Denn Asbest steckt bis heute noch in Fassaden, Fensterbänken, Brandschutztüren, Heizungsisolierungen oder in Fußböden. Nahezu jedes zweite Haus ist betroffen – und viele Bewohner ahnen nichts von dieser Gefahr, weiß Frank Heinemann! Der Schadstoffsanierer aus dem hessischen Laubach rückt derzeit immer öfter aus, um solche Asbest-Problemfälle zu lösen. "Viele denken, das mit dem Asbest wäre längst nicht mehr so aktuell. Es ist aber aktuell! Die Einsatzzahlen nehmen ständig zu - So dass wir immer mehr Asbest aus den Gebäuden eben raus schaffen müssen."

Asbestsanierungen nehmen derzeit extrem zu!

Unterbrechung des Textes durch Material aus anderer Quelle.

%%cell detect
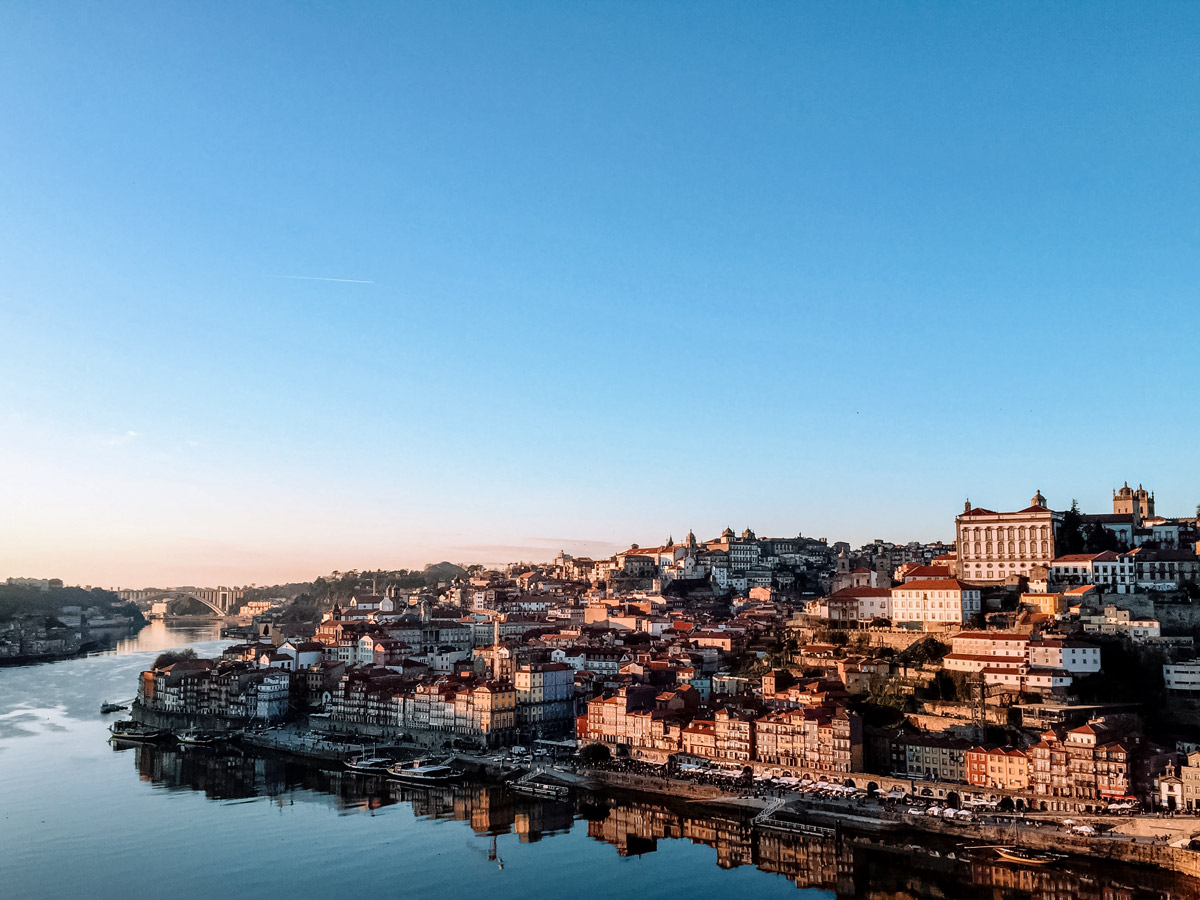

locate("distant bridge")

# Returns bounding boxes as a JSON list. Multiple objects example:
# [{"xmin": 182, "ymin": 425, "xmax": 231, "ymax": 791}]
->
[{"xmin": 116, "ymin": 588, "xmax": 246, "ymax": 616}]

Der Grund: Über Jahrzehnte galten Baumaterialien aus Asbest als extrem günstig! - Bis zu ihrem Verbot 1993, wurden sie in Privathäusern deswegen millionenfach verbaut. Und dort stecken sie bis heute! Inzwischen steht für viele dieser Häuser ein Generationswechsel an. Sie werden vererbt oder weiter verkauft – Die krebserregenden Altlasten inklusive! Und die müssen jetzt raus! Dabei ist extreme Vorsicht gefragt, trotz aller Schutzmaßnahmen! Brechen die Fußbodenplatten, können krebserregende Fasern freigesetzt werden! Auch im Bodenkleber stecken oft solche Fasern. Wird er falsch entfernt, wird die Raumluft komplett verseucht! Wer hier versucht, selbst Hand anzulegen, weil er den Asbest nicht erkennt, setzt sich einem enormen Risiko aus, weiß Schadstoffsanierer Frank Heinemann: "Das ist tatsächlich eine riesen Gefahr – Die Hauseigentümer reißen das selbst raus, verteilen die Faser im ganzen Haus, und sind vor allem selbst ungeschützt, und gefährden ihre Gesundheit dadurch."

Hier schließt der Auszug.